Evaluation of seed quality

Doni et al. reported that Trichoderma spp was found to increase seed germination rate, seedling growth and vigour index in Trichoderma treated rice seeds [50]. Similar findings were also reported by Mahmud and Hossain [43]. They reported that the highest shoot weight, maximum root weight and highest reduction of diseased seedling were observed with BAU-Biofungicide (3%).

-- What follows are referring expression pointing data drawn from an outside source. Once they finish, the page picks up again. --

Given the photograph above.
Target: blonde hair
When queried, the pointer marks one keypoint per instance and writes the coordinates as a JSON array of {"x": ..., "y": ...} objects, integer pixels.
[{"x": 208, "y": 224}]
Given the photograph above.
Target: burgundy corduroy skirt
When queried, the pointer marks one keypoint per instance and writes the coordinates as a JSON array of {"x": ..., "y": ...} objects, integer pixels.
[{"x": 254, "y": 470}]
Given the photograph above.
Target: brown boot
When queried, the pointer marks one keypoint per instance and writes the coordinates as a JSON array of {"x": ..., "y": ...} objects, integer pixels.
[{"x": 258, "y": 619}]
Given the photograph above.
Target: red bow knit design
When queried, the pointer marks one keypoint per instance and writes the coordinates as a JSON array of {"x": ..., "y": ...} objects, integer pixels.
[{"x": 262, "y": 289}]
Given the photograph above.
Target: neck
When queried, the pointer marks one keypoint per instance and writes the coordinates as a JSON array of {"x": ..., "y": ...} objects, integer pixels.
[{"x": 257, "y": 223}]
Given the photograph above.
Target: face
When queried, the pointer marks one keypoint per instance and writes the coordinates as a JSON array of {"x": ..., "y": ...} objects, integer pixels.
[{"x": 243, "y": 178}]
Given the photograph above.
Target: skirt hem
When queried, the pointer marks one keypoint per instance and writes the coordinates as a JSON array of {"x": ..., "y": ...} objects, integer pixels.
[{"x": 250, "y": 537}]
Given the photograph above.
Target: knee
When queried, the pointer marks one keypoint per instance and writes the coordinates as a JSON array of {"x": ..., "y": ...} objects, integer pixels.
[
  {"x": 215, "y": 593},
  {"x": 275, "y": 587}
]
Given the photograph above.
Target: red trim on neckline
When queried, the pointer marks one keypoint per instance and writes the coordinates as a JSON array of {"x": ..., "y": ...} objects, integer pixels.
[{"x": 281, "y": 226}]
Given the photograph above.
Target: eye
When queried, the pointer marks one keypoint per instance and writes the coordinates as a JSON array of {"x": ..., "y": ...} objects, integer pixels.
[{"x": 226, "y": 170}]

The results showed consensus with the reports of other researchers viz., Doni et al. and Hossain et al. [50,15]. Notably, Trichoderma marked significant higher germination and plant growth, less disease infection, and enhancement of yield and quality through seed invigoration of rice [18,50,32]. Nevertheless, BAU-Biofungicide (2%) was found to be more effective in reducing disease severity as well as reduced cost of production with BCR in the filed as foliar spray and protecting seed borne pathogens as of propiconazole 250 EC (0.1% and 0.05%).

Evidently, BAU-Biofungicide showed significant effect in increasing seedling growth and vigor index in treated seeds, and enhanced grain yield with BAU-Biofungicide sprayed plot among the treatments. Consecutively, the effect of Trichoderma encodes its attributed antagonistic potentiality in increasing grain yield and plant growth development.

I would gratefully appreciate and acknowledge the funding authority, Director of National Agricultural Technology Project, Department of Agricultural Extension, Dhaka, Bangladesh.